A dispute between Parliament and President João Bernardo Vieira in Guinea-Bissau appears as though it will boil over. The three main parties in parliament--the former only ruling party PAIGC, the main opposition PRS of former president Kumba Yalá, and the other opposition party PUSD--have agreed on some sort of "pact of national unity," the main point of which, undoubtedly, is to dismiss the PM Aristides Gomes, a Vieira ally, and impose their own candidate on Vieira, who does not have his own party.
While Guinea-Bissau has (for no really good reason) been a long-time special interest of mine, the question this dispute raises is broader: why on earth have so few African countries tried a parliamentary system? Even as the continent converted to democracy in the 1990s, very few chose a parliamentary system.
A bit of history: essentially all the former British colonies started as parliamentary systems. Zimbabwe, Zambia, Malawi, Kenya, Tanzania, Uganda, Nigeria, Ghana, The Gambia, Sierra Leone, Mauritius, Botswana, the Seychelles--all adopted a Westminster-style system with first-past-the-post voting after independence. In almost all, the prime minister eventually decided he wanted to be president, the post of Governor-General was eliminated, and a parliamentary system became a presidential one, generally around the same time as opposition parties were also banned. This repeated over and over, from Nkrumah in Ghana to Kaunda in Zambia, Mugabe in Zimbabwe to Banda in Malawi to Kenyatta in Kenya. On the other hand, the former French colonies were presidential systems from the start, imitating the Fifth Republic.

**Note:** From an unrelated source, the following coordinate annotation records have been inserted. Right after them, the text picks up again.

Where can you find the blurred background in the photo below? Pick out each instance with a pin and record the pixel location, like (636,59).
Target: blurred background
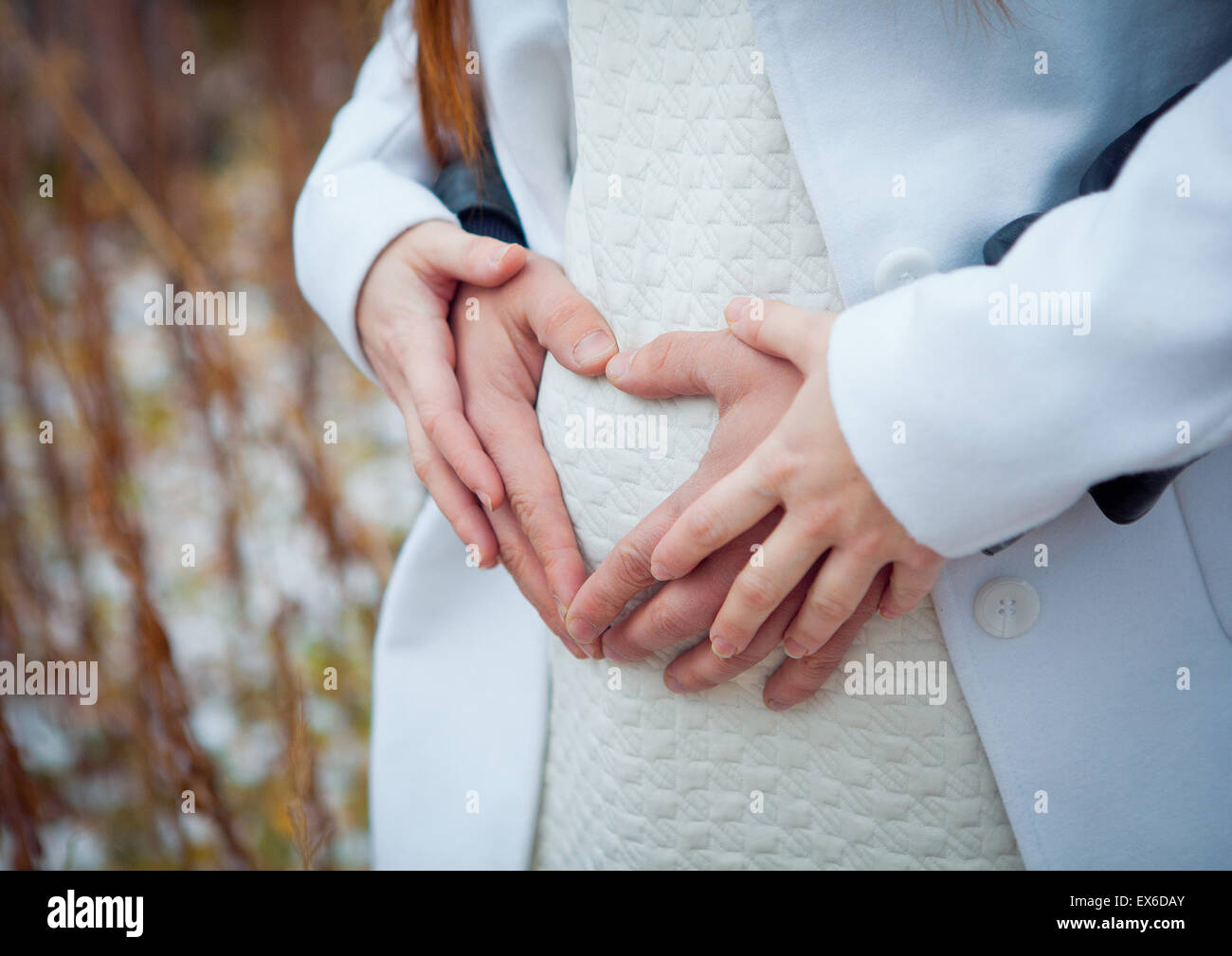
(210,517)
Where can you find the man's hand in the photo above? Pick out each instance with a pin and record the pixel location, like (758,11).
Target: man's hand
(805,470)
(752,392)
(500,336)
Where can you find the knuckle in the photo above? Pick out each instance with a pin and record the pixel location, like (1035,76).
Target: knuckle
(817,521)
(629,566)
(672,619)
(829,607)
(703,522)
(756,591)
(780,468)
(563,313)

And today, even as new constitutions have been drawn up or constitutions revised, parliamentarism remains untried except in a few cases. South Africa has adopted an essentially parliamentary system, as has Namibia; Botswana has retained its system since independence (though without a change in ruling party); Ethiopia has adopted parliamentarism, but its democratic credentials are very questionable, especially after 2005. The most notable attempted reform was Kenya, where Mwai Kibaki's National Rainbow Coalition swept to power promising to establish a parliamentary system (President Kibaki promptly discarded most of the promise, and the watered-down constitutional amendments were rejected in a referendum).
More countries have adopted proportional representation, though most are presidential democracies. Many of the French-speaking former colonies, in particular, have proportional representation (a by no means complete list includes Senegal, Togo, Benin, Burkina, Mali, and Niger). SA and Namibia also adopted PR, and Burundi and Rwanda use PR. The rest (especially the ex-British colonies) have retained FPP.
It seems as though ethnic politics could be one key reason for the leaning toward FPP. Parties which can win, regionally, in FPP among their own ethnic group have no incentive to let broader-based parties emerge as competitors and may prefer their guarantees under the existing systems. This does not explain the tendency toward presidential systems, however. One would think the advantages of a parliamentary system--in particular, nonfixed government service that allows for non-confidence votes--would carry the day at least in some cases, were democracy to be the primary objective.
So then, the question is--Who wants a fixed, independent executive, and why? The existing elites may be the answer. Perhaps the fixed presidential term creates more perceived stability. Remember, too, that the president is therefore responsible for most patronage, especially distribution of foreign aid and top jobs--and with weak political parties, he can form personal coalitions in the legislature to support him. Therefore, support flows to the president, who dispenses patronage, and elites do not have to worry about the party that they support losing a parliamentary election; support is transferred to the new president, and things continue as before.
Secondly, many (though not all) transitions were begun by existing strongmen. Rawlings in Ghana, Kerekou in Benin, Diouf in Senegal, Kaunda in Zambia, Banda in Malawi, Moi in Kenya, Museveni in Uganda, Kagame in Rwanda, Chissano in Mozambique, and others all hoped to win reelection to their positions in the new, more open system. Abolishing the importance of their own job was not on the agenda. (Again, the exception was Ethiopia, but we see how the possible threat to Meles Zenawi's rule turned out...).
In South Africa and Namibia, where PR-parliamentary systems were adopted, there has been less risk to elites--the winners were clearly known in advance (the liberation movements, ANC and SWAPO, have dominated despite highly proportional systems). If presidentialism is the side effect (yet also cause) of instability, perhaps as democracy starts to take root in some countries, insecurity diminishes, and (not necessarily linked) economic institutions become more secure, we will see a push for parliamentarism or at least the adoption of PR in some countries where FPP is still in charge.
As for Guinea-Bissau, donors (who must be called upon for anything relevant to happen) are, not surprisingly, uneager to fund a new election, so it seems likely that some sort of solution will be worked out. If not, of course, the military could always step in again.